The structure of a trie allows us not only to find the key we’re looking for, but also to find other keys that are nearby the key we are searching for. Based on this, tries give us the ability to easily find near matches to whatever we’re looking for - which can come in handy for a number of cases.
In addition to near matches, we can also use a trie to get a sorting on the keys. If we understand our key space, in the case of strings, the alphabet, we can then structure the trie so that an in-order traversal of the tree, returning each key, gives us a lexographic ordering of the keys stored.
Uses for Tries
The fact that a trie is an associative array, just like hash tables and binary search trees, means we can use them in theory anywhere one of those other structures would be used. In practice, tries are most often used either as a replacement for a hash table when collisions become a problem or a hash function becomes complicated, or where we need to keep the data sorted as well as simply retrievable.

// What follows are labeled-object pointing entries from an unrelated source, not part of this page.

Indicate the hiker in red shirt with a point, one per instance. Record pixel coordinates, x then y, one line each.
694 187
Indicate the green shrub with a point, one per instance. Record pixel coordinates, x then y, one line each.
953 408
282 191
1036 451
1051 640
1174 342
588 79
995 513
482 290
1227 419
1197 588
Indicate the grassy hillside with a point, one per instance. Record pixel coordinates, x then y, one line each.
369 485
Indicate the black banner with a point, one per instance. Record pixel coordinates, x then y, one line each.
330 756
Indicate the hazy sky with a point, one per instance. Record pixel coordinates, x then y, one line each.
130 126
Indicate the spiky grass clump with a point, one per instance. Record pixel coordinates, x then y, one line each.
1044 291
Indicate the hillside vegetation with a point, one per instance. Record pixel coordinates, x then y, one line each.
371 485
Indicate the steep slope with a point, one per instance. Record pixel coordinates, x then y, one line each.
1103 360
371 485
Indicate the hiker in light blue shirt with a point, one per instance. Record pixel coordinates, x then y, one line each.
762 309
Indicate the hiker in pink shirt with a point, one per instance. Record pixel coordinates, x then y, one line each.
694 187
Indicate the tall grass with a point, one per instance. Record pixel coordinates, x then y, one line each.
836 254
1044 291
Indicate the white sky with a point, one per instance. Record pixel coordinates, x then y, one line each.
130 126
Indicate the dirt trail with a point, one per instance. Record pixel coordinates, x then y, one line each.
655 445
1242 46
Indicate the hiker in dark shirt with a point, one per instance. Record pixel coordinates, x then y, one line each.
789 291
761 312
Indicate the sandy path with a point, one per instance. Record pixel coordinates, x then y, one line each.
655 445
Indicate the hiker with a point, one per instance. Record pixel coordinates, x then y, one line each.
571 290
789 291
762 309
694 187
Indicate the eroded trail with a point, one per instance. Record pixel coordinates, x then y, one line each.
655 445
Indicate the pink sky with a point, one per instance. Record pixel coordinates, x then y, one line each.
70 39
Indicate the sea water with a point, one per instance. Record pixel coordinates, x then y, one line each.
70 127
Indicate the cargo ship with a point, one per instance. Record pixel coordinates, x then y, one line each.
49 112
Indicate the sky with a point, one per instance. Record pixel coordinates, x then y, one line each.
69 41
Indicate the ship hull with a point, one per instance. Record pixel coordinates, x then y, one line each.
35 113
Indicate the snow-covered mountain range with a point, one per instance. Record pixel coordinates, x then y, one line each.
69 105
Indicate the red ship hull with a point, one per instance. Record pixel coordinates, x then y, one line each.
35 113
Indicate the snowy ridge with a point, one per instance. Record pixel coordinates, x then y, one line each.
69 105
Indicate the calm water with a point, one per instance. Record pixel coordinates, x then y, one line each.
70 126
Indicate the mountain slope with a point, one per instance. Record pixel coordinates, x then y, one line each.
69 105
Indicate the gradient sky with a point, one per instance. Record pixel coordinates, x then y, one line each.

In addition to their general purpose use cases, tries also have a few specific areas they’re considered strong in. Predictive text completion, spell checking, and other related applications all generally use prefix trees. In the case of predictive text completion, you use the text that has been typed as the key to search for in the trie, and then provide potential complete strings based on the keys stored below the node you traversed to. For spell checking, you can traverse to a given key, and if it does not exist, you can back-track and find near matches to suggest potential corrections.
Optimizations and Storage Formats
In the general case, tries can end up taking a lot of space if they have a lot of interior nodes that are not stored keys. To fix this problem, there are versions of the trie data structure called compact prefix trees that address this problem by collapsing interior nodes. This adds some complexity both to the representation of the tree, as well as the algorithms used for traversal and insertion. I won’t go into a lot of detail on this, but suffice to say for trees with long keys, this can make a big difference in the space complexity of the tree. It’s most useful when a tree is used primarily for lookups instead of for insertions to avoid the complexity of re-inflating interior nodes that have been compacted. Applications for this include things like dictionaries or predictive text lookups that don’t change and may have quite a large set of keys.
Another optimization on tries can be to use a ternary search tree to store the trie - this turns out being a lot like a hybrid of a binary search tree and a trie. I won’t go into a lot of details on this subject at this time, but may follow up in a future article. These are used for similar reasons you’d want to use a compact trie for - to compress the space required by a trie to something more managable.